00:00The moment you enter this little back channel it seems to just completely change.
00:06It's gonna get tight up here, guys. We're gonna have to drop down to our knees to paddle through here.
00:11Okay.
00:13The deeper we go into the mangroves, the more uncomfortable it gets.
00:17I'm already incredibly hot. Then I start getting bit, I'm getting snagged, and I'm just boiling up.
00:23Oh. Oh, shoot.
00:28And then...
00:31This is it.
00:32This is huge.
00:33Guys, this is probably the most isolated part of the park. Very few people get back here.
00:38Oh, man. Is this the lagoon back here?
00:40Yep. This is the northern basin of Jones Lagoon.
00:43It's beautiful.
00:45Look how it just opens up.
00:46Oh, yeah.
00:47All these things that look like rocks on the bottom that have holes in the top of them, those are sponges.

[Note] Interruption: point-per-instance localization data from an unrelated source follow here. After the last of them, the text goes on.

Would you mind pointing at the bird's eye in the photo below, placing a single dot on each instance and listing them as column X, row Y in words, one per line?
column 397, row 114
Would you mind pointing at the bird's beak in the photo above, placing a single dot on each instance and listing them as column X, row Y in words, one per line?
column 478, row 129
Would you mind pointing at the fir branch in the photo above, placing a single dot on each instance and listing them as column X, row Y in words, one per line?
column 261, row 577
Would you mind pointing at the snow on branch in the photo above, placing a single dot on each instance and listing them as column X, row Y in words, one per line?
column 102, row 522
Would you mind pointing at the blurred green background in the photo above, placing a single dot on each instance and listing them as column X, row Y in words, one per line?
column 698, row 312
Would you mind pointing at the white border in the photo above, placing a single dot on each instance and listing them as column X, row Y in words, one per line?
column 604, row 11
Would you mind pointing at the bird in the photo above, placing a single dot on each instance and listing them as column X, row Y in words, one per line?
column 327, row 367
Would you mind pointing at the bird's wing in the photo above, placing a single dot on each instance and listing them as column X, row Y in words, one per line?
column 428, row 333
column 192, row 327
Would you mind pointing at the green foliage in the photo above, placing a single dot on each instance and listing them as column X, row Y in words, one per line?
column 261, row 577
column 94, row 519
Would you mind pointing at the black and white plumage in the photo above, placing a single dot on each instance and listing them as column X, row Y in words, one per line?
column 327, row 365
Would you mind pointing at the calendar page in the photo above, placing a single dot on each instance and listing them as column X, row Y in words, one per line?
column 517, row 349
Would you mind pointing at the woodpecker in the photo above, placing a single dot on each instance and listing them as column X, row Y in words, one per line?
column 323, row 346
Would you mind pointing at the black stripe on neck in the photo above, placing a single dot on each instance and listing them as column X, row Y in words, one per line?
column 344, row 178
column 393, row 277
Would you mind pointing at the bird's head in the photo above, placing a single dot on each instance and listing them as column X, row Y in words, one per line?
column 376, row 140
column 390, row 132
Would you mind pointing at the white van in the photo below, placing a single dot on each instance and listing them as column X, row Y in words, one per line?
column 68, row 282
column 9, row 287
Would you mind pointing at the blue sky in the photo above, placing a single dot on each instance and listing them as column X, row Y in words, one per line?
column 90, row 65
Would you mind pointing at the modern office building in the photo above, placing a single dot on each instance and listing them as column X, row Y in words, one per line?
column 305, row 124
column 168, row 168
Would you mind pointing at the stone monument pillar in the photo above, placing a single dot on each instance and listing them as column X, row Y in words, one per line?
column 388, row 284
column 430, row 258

00:52Sponges are amazing. They are the simplest multicellular organism in the animal kingdom.
00:56They say that one sponge about the size of a basketball can filter the equivalent of an Olympic-sized swimming pool in one day.
01:03Wow.
01:04And that's one of the reasons the water is so clear back here.
01:07When they're filtering this out, is that how they're gaining energy?
01:11That's how they feed. They're filter feeders.
01:13Wow.
01:14The most seemingly insignificant things usually produce some of the biggest impacts on these places.
01:22I never would have thought, A, that those are sponges, or B, that they're the reason that this water is clear.
01:27No, not at all, but I think that's what makes ecosystems like this so incredible.
01:32Jones Lagoon is full of surprises, from a sponge that looks like a rock to a marine creature that looks like a flower.
01:38It's a Cassiopeia jellyfish, but it goes by another name.
01:42They call these the upside-down jellyfish because they lay on the bottom upside-down.
01:47The algae that live inside of them photosynthesize, and it creates oxygen and energy.
01:52As that algae photosynthesizes, it releases the oxygen into the jellyfish, and that's how they breathe.
02:01You see it here? There's a lot of color in this.
02:04Oh, wow.
02:05It's not your typical-looking jellyfish.
02:08Most jellyfish are clear or translucent, and that color comes from the algae that live inside of it.
02:13So you've got algae inside the jellyfish. It's photosynthesizing, and that's what makes this thing be able to breathe.
02:19That's how it lives, yep.
02:20So they depend on each other.
02:22It's a symbiotic relationship.
02:23Wow.
02:24So just like this?
02:25Yep, just like that.
02:26I'm going to get stung.
02:27No, you won't.
02:28Yes, I will.
02:29Oh!
02:30Keep it down.
02:31Oh, in the water.
02:32It's okay.
02:33Wow.
02:34Since it lies on its back, Colton isn't touching its stingers, which aren't painful to humans anyway.
02:39It's amazing seeing all these different organisms living together in this ecosystem.